October 24, 2011, Snohomish County, Washington: A 15-year-old girl went to Snohomish High School where police alleged that she stabbed a girl approximately 25 times, then stabbed another who tried to help her injured friend. Before the attack the girl had been taking psychotropic drugs.
October 26, 2009, Newport, Maine: Perley Goodrich Jr. beat his mother and fatally shot his father shortly after being injected with Trazodone in a psychiatric hospital. Goodrich had complained that he didn’t want to take the medication because it made him feel violent.
April 17, 2009, Middletown, Maryland: Christopher Wood shot and killed his wife, three small children and himself. Wood had been taking the antidepressants Cymbalta and Paxil and the anti-anxiety drugs BuSpar and Xanax.
September 23, 2008, Kauhajoki, Finland: 22-year-old culinary student Matti Saari shot and killed nine students and a teacher before killing himself. Saari was taking an antidepressant and Benzodiazepine.
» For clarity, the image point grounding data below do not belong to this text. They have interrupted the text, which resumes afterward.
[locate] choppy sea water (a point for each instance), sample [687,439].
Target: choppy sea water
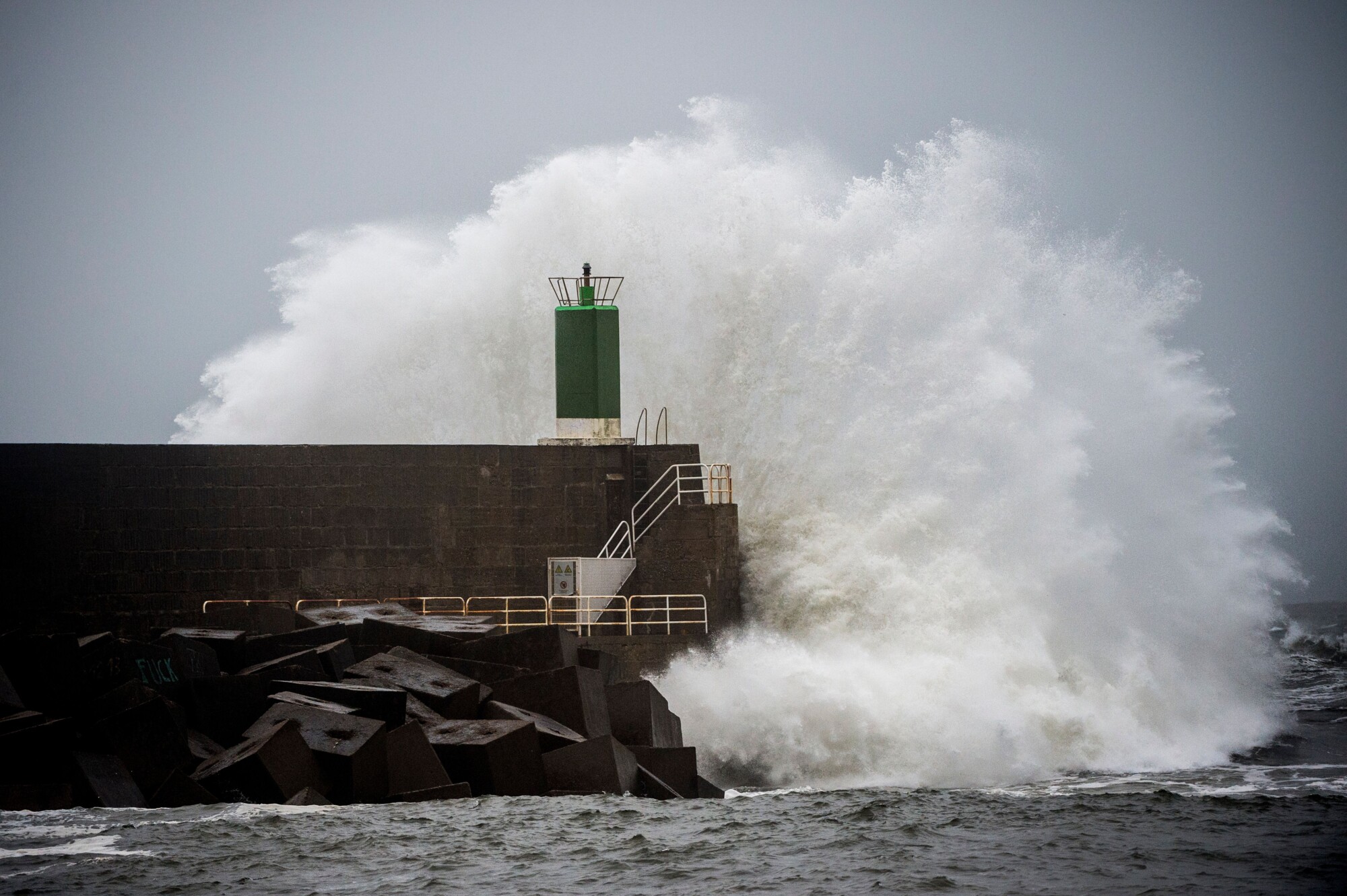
[1272,823]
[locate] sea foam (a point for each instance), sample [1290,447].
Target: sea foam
[991,533]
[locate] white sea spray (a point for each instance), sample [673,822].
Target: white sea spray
[991,532]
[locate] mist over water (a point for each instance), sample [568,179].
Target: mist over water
[991,529]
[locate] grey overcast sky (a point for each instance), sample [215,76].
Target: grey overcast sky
[156,158]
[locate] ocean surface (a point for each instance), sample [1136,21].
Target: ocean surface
[1270,823]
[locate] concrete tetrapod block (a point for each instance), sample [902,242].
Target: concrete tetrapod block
[226,707]
[285,666]
[270,767]
[108,781]
[494,757]
[21,720]
[573,696]
[259,619]
[479,670]
[386,704]
[541,648]
[650,785]
[149,739]
[600,660]
[127,695]
[195,658]
[37,754]
[449,693]
[228,644]
[413,763]
[10,699]
[552,734]
[640,716]
[350,750]
[336,658]
[313,703]
[707,790]
[676,766]
[263,648]
[412,633]
[36,797]
[154,666]
[597,766]
[201,747]
[181,790]
[309,797]
[49,672]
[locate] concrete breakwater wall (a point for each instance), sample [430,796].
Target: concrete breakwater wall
[134,537]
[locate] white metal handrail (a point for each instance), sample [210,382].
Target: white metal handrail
[506,607]
[589,611]
[619,544]
[712,482]
[693,614]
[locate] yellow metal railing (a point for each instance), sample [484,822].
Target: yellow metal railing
[649,611]
[583,614]
[335,602]
[511,611]
[432,606]
[284,603]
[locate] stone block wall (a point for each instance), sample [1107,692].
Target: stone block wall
[134,536]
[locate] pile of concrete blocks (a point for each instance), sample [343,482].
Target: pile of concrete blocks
[375,704]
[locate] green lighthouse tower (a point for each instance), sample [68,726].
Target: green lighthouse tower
[589,388]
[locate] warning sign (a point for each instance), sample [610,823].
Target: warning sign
[564,578]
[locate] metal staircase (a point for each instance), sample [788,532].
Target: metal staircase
[681,483]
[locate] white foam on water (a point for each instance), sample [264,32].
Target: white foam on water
[991,530]
[87,847]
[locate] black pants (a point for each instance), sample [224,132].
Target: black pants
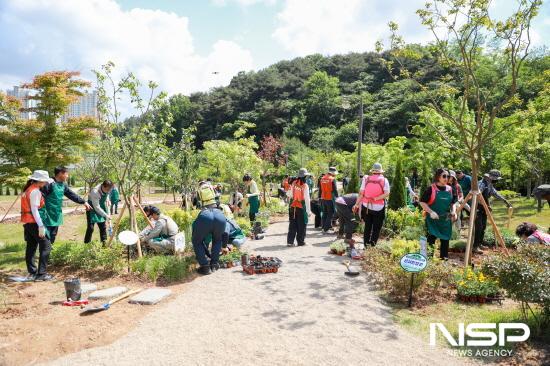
[90,230]
[53,233]
[345,217]
[373,224]
[480,226]
[327,206]
[444,251]
[33,242]
[296,226]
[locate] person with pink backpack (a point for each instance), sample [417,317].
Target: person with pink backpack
[372,203]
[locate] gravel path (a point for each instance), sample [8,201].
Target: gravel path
[307,314]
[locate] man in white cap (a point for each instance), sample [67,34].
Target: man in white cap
[327,194]
[33,214]
[372,203]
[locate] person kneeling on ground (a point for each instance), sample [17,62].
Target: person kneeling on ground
[36,234]
[161,238]
[299,209]
[345,211]
[530,233]
[209,222]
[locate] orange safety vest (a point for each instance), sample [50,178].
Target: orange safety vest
[297,195]
[326,187]
[26,213]
[286,186]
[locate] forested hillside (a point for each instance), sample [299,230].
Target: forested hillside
[297,97]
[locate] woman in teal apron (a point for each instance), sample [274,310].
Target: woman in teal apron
[253,195]
[98,214]
[438,203]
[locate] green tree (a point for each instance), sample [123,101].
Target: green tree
[397,194]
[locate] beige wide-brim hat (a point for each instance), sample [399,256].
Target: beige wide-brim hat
[377,168]
[40,176]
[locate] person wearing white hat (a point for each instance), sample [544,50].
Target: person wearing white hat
[327,194]
[299,209]
[372,203]
[33,214]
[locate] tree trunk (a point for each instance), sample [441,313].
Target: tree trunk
[133,223]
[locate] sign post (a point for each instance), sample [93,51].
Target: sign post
[413,263]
October 10, 2007, Cleveland, Ohio: 14-year-old Asa Coon stormed through his school with a gun in each hand, shooting and wounding four before taking his own life. Coon was on the antidepressant Trazodone.
June 8, 2001, Ikeda, Japan: 37-year-old Mamoru Takuma, slipped into a school and stabbed eight first and second-graders to death while wounding at least 15 other students and teachers. He was on antidepressants.
December 26, 2000, Wakefield, Massachusetts: 42-year-old computer technician Michael McDermott had been taking three antidepressants when he hunted down employees in the accounting and human resources offices where he worked, killing seven.
April 20, 1999, Columbine, Colorado: 18-year-old Eric Harris and accomplice Dylan Klebold killed 12 students and a teacher and wounded 26 others before killing themselves. Harris was on the antidepressant Luvox. Klebold’s medical records remain sealed.
May 21, 1998, Springfield, Oregon: 15-year-old Kip Kinkel murdered his parents and proceeded to school where he opened fire on students in the cafeteria, killing two and wounding 25. Kinkel had been taking the antidepressant Prozac.